Minnesota DUI independent test request case

In a new unpublished Minnesota DUI case, the court has ruled that the defendant's requests for an independent test were not good enough and that she didn't make enough of an effort for them to intervene and save her from the DWI charge.

The case is Minnesota v. Talbor, decided by the Court of Appeals of Minnesota on January 6, 2009.

The facts of this case from the Minnesota DUI opinion:

 

Appellant Muriel Matuzak was arrested for driving while impaired after she failed several field sobriety tests including a preliminary breath test (PBT) that showed an alcohol concentration of .174. When Matuzak saw the PBT results, she asked the arresting officer if she could take a blood test. The officer did not respond to the request. The officer read the implied-consent advisory to Matuzak, and she was transported to the jail. She had access to her cellular telephone during the trip to the jail and used it to send a text message to a friend stating that she would not be at work. Matuzak declined to speak with an attorney and consented to a breath test. Matuzak did not make any further inquiry about a blood test or any other additional alcohol concentration test, and she did not ask to make any telephone calls.

 

Matuzak was charged with DWI. She moved to suppress the results of the Intoxilyzer test, arguing that she had been prevented from obtaining a second test by the offi-cer's silence in response to her scene of the stop inquiry about a blood test. Af-ter a hearing on the motion, the district court concluded that because there were no "active attempts by law enforcement to prevent or deny a separate test," the In-toxilyzer test results were admissible. Matuzak submitted the case to the district court on stipulated facts as authorized by State v. Lothenbach, 296 N.W.2d 854 (Minn.1980) (superseded by Minn. R.Crim. P. 26.01 subd. 4, effective April 1, 2007). The district court found Matuzak guilty of DWI in the second degree. Matuzak was sentenced, but the sentence was stayed pending this appeal.

Minnesota DUI Law Regarding Independent Tests

Minnesota law provides that after a person submits to the state's alcohol-concentration test, the person has a right to have an additional test at the per-son's own expense. Minn.Stat. § 169A.51, subd. 7(b) (2006). "The failure or inabil-ity to obtain an additional test ... does not preclude the admission in evidence of the test taken at the direction of a peace officer unless the additional test was prevented or denied by the peace officer." Id.

The holding in this case:

Matuzak argues that her situation is analogous to Theel's. We disagree. Theel made an active attempt to obtain a second test after he took the Intoxilyzer test, and he was denied the right to call an attorney to assist in arranging the test.
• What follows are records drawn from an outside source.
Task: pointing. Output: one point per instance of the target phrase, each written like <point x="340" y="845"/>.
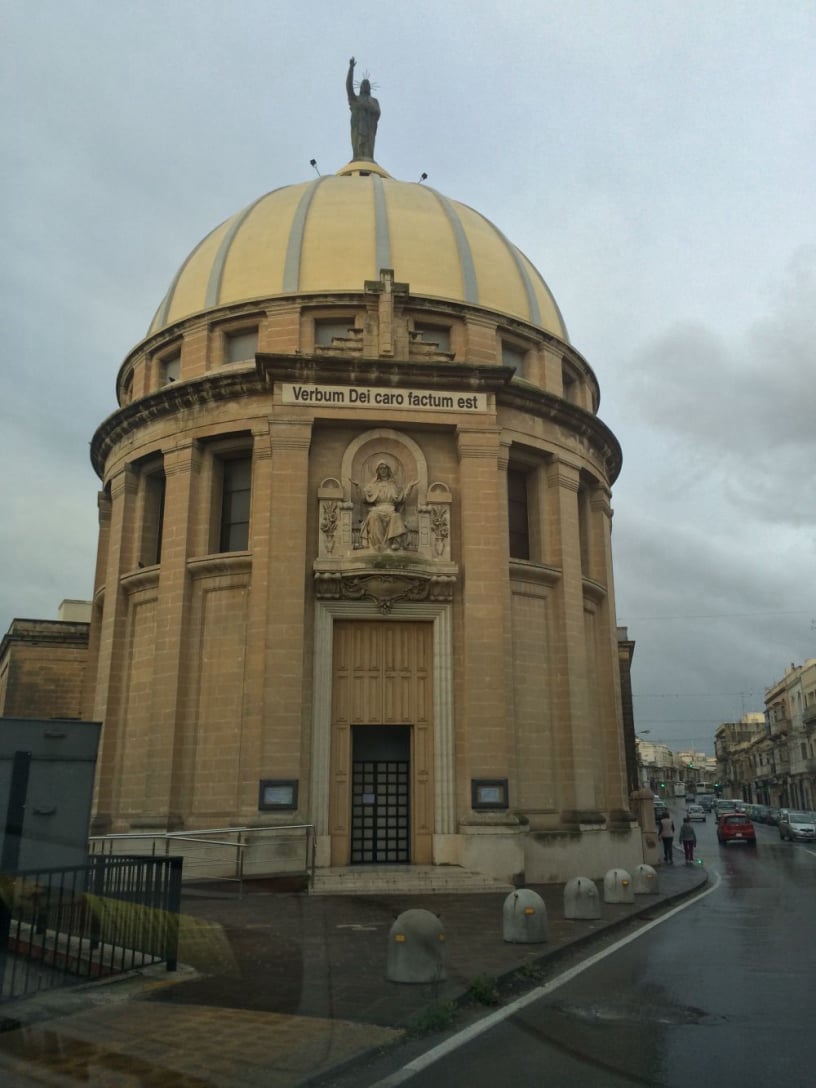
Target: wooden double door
<point x="381" y="803"/>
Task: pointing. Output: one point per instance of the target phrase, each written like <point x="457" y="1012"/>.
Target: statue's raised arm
<point x="365" y="115"/>
<point x="350" y="84"/>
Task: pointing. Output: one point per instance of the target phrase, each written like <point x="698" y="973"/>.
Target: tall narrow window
<point x="517" y="515"/>
<point x="152" y="519"/>
<point x="434" y="334"/>
<point x="235" y="505"/>
<point x="171" y="368"/>
<point x="571" y="385"/>
<point x="512" y="356"/>
<point x="584" y="529"/>
<point x="240" y="346"/>
<point x="326" y="330"/>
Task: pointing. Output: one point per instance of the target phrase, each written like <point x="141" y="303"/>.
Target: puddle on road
<point x="603" y="1013"/>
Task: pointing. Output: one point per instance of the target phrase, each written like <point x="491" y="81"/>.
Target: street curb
<point x="505" y="981"/>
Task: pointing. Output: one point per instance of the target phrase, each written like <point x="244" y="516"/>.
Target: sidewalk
<point x="280" y="988"/>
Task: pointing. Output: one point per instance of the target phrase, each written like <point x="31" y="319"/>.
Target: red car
<point x="736" y="827"/>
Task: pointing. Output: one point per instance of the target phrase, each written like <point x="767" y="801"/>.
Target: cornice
<point x="229" y="384"/>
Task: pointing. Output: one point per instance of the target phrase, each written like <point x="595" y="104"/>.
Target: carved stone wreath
<point x="384" y="589"/>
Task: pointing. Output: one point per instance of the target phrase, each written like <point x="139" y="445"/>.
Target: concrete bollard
<point x="618" y="887"/>
<point x="644" y="880"/>
<point x="524" y="917"/>
<point x="416" y="949"/>
<point x="581" y="899"/>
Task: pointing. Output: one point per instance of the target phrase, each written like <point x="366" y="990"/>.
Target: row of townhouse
<point x="770" y="757"/>
<point x="671" y="774"/>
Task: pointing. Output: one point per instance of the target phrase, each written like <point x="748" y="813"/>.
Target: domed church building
<point x="355" y="561"/>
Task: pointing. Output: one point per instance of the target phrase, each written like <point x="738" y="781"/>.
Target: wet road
<point x="721" y="993"/>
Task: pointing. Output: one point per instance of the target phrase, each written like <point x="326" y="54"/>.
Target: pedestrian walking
<point x="666" y="830"/>
<point x="689" y="839"/>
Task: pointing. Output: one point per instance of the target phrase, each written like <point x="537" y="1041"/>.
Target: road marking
<point x="541" y="991"/>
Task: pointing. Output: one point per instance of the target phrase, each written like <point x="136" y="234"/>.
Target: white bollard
<point x="524" y="917"/>
<point x="581" y="899"/>
<point x="618" y="887"/>
<point x="645" y="880"/>
<point x="416" y="949"/>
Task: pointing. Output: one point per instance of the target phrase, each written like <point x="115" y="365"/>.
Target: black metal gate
<point x="381" y="828"/>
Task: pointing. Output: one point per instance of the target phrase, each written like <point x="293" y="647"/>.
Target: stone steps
<point x="404" y="880"/>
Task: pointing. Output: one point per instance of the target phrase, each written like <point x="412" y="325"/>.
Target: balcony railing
<point x="107" y="917"/>
<point x="234" y="854"/>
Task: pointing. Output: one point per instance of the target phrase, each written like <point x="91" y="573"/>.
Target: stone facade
<point x="372" y="542"/>
<point x="42" y="668"/>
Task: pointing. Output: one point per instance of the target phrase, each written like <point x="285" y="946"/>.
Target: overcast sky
<point x="654" y="160"/>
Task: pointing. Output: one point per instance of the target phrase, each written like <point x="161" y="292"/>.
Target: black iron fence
<point x="113" y="915"/>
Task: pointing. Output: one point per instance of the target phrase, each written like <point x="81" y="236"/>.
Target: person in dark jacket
<point x="689" y="839"/>
<point x="666" y="830"/>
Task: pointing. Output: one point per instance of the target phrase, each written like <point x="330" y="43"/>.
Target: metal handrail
<point x="200" y="836"/>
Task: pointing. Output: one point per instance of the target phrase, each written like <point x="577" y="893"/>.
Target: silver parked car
<point x="796" y="825"/>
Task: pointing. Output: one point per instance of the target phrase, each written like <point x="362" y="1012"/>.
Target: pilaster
<point x="484" y="598"/>
<point x="182" y="467"/>
<point x="287" y="519"/>
<point x="120" y="515"/>
<point x="573" y="739"/>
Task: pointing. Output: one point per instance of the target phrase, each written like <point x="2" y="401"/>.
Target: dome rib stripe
<point x="217" y="272"/>
<point x="295" y="245"/>
<point x="470" y="281"/>
<point x="532" y="301"/>
<point x="382" y="234"/>
<point x="160" y="318"/>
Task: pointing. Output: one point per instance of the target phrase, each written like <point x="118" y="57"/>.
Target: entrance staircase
<point x="404" y="880"/>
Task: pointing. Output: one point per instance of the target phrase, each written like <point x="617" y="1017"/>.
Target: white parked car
<point x="796" y="825"/>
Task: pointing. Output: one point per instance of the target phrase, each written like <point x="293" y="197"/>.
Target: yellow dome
<point x="333" y="233"/>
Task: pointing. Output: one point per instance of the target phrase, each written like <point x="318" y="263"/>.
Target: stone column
<point x="573" y="731"/>
<point x="260" y="604"/>
<point x="285" y="580"/>
<point x="103" y="505"/>
<point x="610" y="739"/>
<point x="118" y="522"/>
<point x="484" y="552"/>
<point x="182" y="467"/>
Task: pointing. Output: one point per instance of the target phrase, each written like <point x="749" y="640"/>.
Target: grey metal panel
<point x="470" y="281"/>
<point x="295" y="245"/>
<point x="217" y="272"/>
<point x="49" y="738"/>
<point x="60" y="788"/>
<point x="381" y="226"/>
<point x="161" y="314"/>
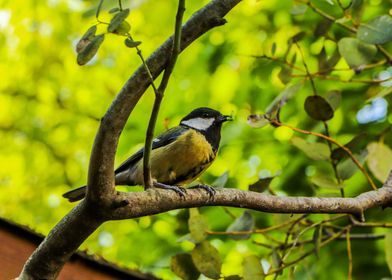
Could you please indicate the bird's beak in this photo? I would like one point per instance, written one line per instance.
(224, 118)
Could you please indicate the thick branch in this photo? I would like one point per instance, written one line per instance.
(76, 226)
(157, 201)
(102, 158)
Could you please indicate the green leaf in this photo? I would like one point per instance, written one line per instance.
(182, 266)
(252, 269)
(273, 48)
(131, 44)
(257, 121)
(86, 38)
(123, 28)
(261, 185)
(355, 145)
(285, 74)
(90, 50)
(379, 160)
(232, 277)
(281, 99)
(276, 259)
(322, 27)
(298, 37)
(388, 250)
(197, 225)
(117, 20)
(245, 222)
(348, 168)
(114, 10)
(318, 108)
(221, 181)
(207, 260)
(376, 31)
(325, 181)
(355, 52)
(314, 150)
(334, 98)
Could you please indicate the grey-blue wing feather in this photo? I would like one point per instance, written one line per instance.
(162, 140)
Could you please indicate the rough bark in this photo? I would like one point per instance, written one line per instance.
(104, 203)
(47, 261)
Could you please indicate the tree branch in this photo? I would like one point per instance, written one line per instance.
(101, 167)
(159, 95)
(156, 201)
(76, 226)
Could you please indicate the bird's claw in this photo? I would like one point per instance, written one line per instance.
(210, 190)
(179, 190)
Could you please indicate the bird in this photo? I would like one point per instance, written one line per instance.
(178, 156)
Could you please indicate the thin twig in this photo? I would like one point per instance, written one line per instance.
(349, 255)
(347, 150)
(159, 95)
(311, 252)
(307, 69)
(262, 230)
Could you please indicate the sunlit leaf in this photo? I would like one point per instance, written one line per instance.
(245, 222)
(318, 108)
(348, 168)
(232, 277)
(207, 260)
(221, 181)
(131, 44)
(314, 150)
(117, 20)
(325, 181)
(86, 38)
(388, 250)
(356, 52)
(257, 121)
(114, 10)
(276, 259)
(182, 266)
(298, 37)
(285, 74)
(273, 48)
(282, 98)
(88, 52)
(376, 31)
(261, 185)
(334, 98)
(197, 225)
(123, 28)
(252, 269)
(355, 145)
(322, 27)
(379, 160)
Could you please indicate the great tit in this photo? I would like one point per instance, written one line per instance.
(178, 156)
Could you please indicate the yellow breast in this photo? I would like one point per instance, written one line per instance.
(181, 161)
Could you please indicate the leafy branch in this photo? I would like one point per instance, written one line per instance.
(333, 141)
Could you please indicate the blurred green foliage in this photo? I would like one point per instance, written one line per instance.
(50, 109)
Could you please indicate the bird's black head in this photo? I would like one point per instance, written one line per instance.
(208, 122)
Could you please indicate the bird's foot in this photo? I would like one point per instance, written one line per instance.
(210, 190)
(181, 191)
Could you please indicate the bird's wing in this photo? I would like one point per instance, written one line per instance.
(162, 140)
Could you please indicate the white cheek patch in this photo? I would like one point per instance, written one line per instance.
(199, 123)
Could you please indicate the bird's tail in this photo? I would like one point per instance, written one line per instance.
(76, 194)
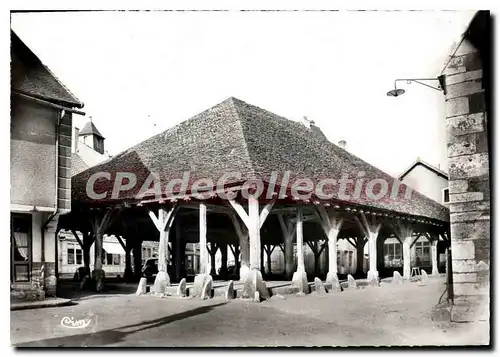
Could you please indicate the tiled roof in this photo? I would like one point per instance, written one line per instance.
(234, 136)
(426, 165)
(77, 165)
(30, 76)
(90, 129)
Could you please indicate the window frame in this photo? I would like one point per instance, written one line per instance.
(443, 195)
(29, 262)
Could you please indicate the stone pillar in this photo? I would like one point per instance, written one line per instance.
(299, 279)
(289, 260)
(137, 249)
(236, 257)
(469, 182)
(49, 265)
(372, 250)
(407, 257)
(127, 275)
(262, 268)
(203, 276)
(254, 233)
(179, 253)
(223, 266)
(87, 243)
(434, 257)
(269, 253)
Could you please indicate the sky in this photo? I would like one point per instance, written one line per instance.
(140, 73)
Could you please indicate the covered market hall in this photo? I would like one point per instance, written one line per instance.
(242, 180)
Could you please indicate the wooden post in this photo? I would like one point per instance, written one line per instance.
(288, 232)
(137, 248)
(163, 223)
(100, 224)
(360, 255)
(370, 230)
(331, 223)
(404, 232)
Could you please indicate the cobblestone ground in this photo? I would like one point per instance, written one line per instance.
(390, 315)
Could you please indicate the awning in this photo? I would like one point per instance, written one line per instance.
(113, 248)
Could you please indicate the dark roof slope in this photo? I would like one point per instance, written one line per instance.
(238, 137)
(77, 165)
(90, 129)
(426, 165)
(30, 76)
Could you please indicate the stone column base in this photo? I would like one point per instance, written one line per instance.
(162, 281)
(254, 283)
(299, 280)
(333, 280)
(244, 273)
(199, 283)
(98, 277)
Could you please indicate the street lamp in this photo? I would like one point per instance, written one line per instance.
(396, 92)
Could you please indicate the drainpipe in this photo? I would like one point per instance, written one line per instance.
(56, 205)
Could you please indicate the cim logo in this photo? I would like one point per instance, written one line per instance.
(75, 322)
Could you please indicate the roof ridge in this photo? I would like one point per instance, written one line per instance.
(234, 105)
(78, 101)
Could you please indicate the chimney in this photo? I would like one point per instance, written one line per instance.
(75, 140)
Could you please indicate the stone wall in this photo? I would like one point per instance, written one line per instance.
(468, 155)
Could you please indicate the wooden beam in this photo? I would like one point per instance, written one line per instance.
(361, 226)
(240, 211)
(265, 212)
(313, 248)
(121, 243)
(353, 243)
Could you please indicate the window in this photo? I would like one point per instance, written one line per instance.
(75, 254)
(78, 256)
(446, 195)
(422, 252)
(393, 255)
(20, 242)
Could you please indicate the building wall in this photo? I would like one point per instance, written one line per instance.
(32, 157)
(33, 186)
(426, 182)
(32, 145)
(67, 270)
(466, 128)
(89, 155)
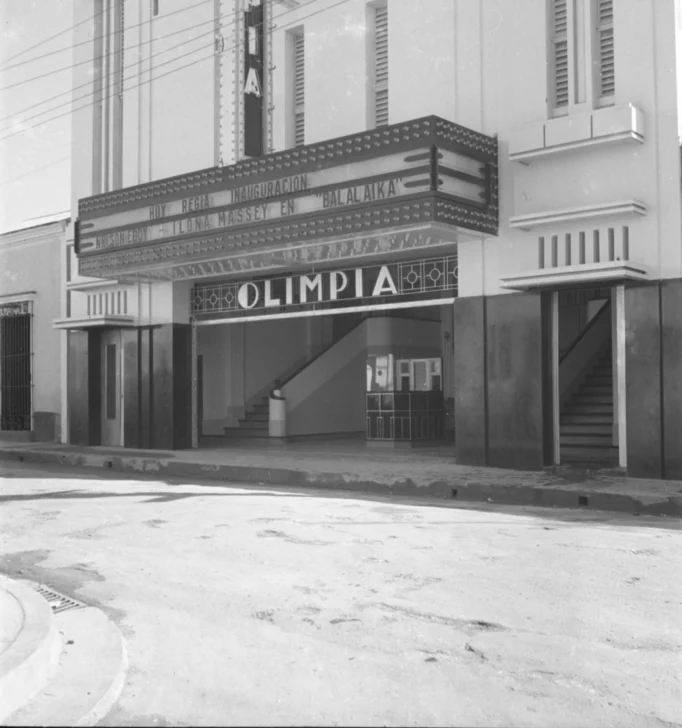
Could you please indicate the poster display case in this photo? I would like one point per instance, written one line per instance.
(404, 399)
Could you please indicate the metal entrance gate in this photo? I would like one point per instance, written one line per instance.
(15, 365)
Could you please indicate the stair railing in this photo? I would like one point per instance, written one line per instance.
(584, 352)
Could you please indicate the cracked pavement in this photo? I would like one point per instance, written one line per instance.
(268, 606)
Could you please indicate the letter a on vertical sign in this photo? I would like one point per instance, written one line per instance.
(254, 77)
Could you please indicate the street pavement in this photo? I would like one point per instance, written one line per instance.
(265, 606)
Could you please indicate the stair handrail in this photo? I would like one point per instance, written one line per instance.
(586, 330)
(305, 365)
(578, 362)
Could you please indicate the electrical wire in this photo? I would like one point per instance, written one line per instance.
(89, 60)
(180, 68)
(99, 37)
(33, 171)
(47, 40)
(125, 68)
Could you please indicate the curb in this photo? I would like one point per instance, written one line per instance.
(27, 666)
(453, 489)
(89, 679)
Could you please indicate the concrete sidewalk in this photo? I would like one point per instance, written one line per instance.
(429, 472)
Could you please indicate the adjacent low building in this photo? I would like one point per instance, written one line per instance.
(30, 364)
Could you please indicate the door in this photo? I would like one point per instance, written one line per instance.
(112, 390)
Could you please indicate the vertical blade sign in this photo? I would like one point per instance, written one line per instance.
(254, 20)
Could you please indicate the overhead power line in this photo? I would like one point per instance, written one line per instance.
(89, 60)
(33, 171)
(99, 37)
(175, 70)
(125, 68)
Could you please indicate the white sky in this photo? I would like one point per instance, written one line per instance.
(39, 156)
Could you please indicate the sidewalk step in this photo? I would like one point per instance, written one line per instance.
(602, 456)
(588, 441)
(586, 418)
(253, 424)
(27, 662)
(256, 417)
(89, 677)
(236, 432)
(590, 388)
(588, 398)
(579, 408)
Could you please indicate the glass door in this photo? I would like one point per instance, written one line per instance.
(112, 389)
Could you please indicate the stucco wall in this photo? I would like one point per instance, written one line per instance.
(21, 277)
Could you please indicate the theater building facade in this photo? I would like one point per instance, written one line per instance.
(344, 223)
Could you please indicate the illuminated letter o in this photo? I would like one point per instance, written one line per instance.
(243, 295)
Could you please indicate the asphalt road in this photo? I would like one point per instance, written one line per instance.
(248, 606)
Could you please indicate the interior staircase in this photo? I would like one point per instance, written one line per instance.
(586, 424)
(254, 423)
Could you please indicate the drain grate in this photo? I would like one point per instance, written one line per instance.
(58, 602)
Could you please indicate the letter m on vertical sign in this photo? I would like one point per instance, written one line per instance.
(254, 77)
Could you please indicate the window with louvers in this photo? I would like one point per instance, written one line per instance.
(381, 65)
(299, 89)
(607, 81)
(560, 53)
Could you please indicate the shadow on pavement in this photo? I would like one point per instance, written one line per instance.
(212, 486)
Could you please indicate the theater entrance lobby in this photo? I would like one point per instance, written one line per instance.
(367, 362)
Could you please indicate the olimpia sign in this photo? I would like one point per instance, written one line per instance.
(254, 77)
(414, 281)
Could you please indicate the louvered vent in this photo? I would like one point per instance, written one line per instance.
(381, 66)
(607, 81)
(560, 41)
(299, 89)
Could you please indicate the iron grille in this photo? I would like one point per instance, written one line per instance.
(15, 366)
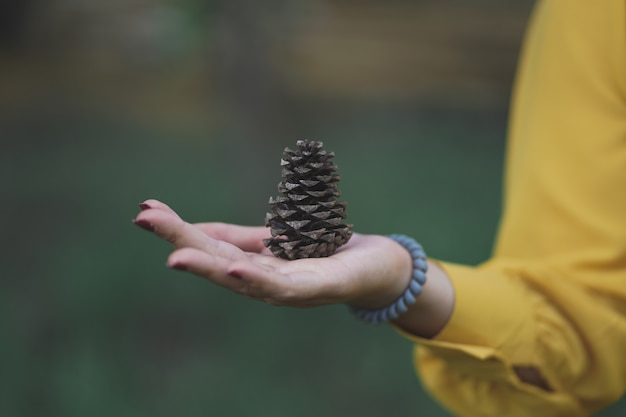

In contrast, Matuzak declined to speak with an attorney before the Intoxilzyer test, did not request a second test after the Intoxilyzer test, and did not ask to speak to anyone about a second test. Matuzak failed to make clear her intent to have a second test administered, and law enforcement did nothing to prevent or deny additional testing.

Practical tip for people facing a DUI (my comments, not from the opinion):

When you face a DUI investigation, you need to be very proactive about your rights. You need to insist on an independent test if you want one. You need to insist on talking with a lawyer if you want one. You should always be polite, but don't mumble requests and make sure that your desires are made clear. A wishy-washy request for an attorney or an independent test is just as good as no request at all.